Biat, insanın fikir ve zikir olarak bir başkasına (tanrı, insan vs.) tabi olmasıdır.
Yani beynini, dolayısıyla kişiliğini bir başkasına kiraya verme, düşünsel teslim olma anlamındadır.
O insan, biat edip tabi olduğu insanın/tanrının, kendisinden daha doğru düşündüğünü, daha çok şeyler bildiğini kabul ettiğinden istisnasız teslim olmuştur.
Halbuki, bilinen her şey, tarihte insanların bildiklerinin toplamı kadardır. Bunun dışında BİLİNEN başka bir şey yoktur.
Ancak ve ancak gözlemi yapılmayan, uydurulan bilgiler(!) vardır. Uydurulan bilgilerin, tarihte ne gözlemi yapılmış ne de doğru olduğu kanıtlanmıştır. Yani, yanlış bilgilerdir.
Bilginin doğruluğu, o bilginin gerçek olanla, yani doğadaki olgu ve olaylarla örtüşmesiyle dir.
Doğadaki olgu ve olaylar dışında her hangi bir bilgi üretemezsiniz.
Üretirseniz eğer, sallama, uydurma, yalan, hurafe ve iftira olacaktır. En önemlisi de, ne gözlemlenebilir/rastlanabilir ne de ispatlanabilir olacaktır.
İspatlanaMAyacaktır zira, doğada/evrende öyle bir olgu ve olay olmayacaktır. Bunu deneyebilirsiniz.

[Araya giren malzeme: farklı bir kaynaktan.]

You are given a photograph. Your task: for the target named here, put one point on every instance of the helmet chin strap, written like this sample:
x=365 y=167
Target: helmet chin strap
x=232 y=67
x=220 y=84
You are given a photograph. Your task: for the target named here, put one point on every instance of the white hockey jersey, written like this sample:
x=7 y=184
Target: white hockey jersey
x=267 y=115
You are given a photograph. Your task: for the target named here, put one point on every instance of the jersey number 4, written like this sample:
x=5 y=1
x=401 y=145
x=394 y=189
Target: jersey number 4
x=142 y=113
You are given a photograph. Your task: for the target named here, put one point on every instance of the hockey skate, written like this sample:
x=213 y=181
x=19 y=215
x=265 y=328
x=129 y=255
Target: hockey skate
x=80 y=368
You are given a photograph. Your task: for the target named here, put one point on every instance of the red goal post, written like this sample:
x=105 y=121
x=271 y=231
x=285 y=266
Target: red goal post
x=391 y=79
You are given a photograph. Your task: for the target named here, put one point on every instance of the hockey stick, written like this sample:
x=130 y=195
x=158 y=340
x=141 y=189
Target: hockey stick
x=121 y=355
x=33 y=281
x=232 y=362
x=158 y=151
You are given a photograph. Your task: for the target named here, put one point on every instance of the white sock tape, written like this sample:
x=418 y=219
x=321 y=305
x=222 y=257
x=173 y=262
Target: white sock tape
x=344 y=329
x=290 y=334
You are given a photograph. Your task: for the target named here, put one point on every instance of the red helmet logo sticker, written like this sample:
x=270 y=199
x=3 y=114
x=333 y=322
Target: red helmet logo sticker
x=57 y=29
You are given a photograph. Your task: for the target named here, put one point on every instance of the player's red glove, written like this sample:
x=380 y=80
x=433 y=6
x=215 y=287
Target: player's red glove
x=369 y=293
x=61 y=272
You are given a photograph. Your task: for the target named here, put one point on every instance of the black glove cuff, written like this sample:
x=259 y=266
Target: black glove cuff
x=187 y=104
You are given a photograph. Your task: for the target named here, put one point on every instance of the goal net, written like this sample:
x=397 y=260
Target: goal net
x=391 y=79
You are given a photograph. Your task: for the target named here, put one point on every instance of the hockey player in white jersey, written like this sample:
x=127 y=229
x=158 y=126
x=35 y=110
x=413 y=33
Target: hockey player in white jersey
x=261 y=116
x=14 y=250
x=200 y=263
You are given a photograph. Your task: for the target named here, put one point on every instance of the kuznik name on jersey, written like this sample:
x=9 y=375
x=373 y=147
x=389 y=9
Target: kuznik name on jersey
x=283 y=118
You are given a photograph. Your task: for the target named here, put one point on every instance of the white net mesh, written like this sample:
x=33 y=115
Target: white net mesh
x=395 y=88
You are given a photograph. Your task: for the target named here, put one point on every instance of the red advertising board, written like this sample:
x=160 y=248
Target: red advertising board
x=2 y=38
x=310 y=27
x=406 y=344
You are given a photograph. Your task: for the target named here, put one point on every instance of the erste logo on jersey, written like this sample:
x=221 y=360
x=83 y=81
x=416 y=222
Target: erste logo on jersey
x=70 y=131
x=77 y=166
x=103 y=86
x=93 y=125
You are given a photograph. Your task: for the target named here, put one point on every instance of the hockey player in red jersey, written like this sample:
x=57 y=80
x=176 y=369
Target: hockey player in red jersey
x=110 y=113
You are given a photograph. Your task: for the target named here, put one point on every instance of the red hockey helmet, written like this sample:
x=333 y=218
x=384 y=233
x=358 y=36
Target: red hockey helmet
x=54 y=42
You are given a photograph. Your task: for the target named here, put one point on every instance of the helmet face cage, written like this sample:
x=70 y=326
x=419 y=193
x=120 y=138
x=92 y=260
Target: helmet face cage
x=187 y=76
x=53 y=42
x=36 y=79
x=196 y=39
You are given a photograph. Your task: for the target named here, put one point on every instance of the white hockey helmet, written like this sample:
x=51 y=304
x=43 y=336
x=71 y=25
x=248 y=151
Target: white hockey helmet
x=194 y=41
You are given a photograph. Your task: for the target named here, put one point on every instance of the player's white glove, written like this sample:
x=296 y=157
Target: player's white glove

Mutlaka çok zorlanacak hatta olmayanları söylemek zorunda kalacaksınızdır.
Gerçek bilgi, eğer, tarihte insanların olgu ve olaylardan edindikleri bilgi ise, bunu herkes kaynaklardan rahatça öğrenebilir.
Gerçek bilginin özelliği, bilimsel olması ve onunla ilgili bilgilerin, bir biri ile örtüşmesidir.
Öğrenmek için, bir kişiye, yada tanrıya biat etmek gerekmeyecektir. Zira biat edilen kişinin veya tanrının bildikleri ancak bilgi tarihinde bilinen kadardır.
Dikkat edilirse, bilinenlerden daha fazla bildiğini iddia eden kişi veya tanrının bilgileri ancak, yukarıda belirtildiği gibi doğada hiç bir belirtisi olmayan sallama bilgilerdir.
Bu nedenle, BİAT ETMEYELİM, İNANMAYALIM, BİLELİM, SORGULAYALIM, ÖĞRENELİM.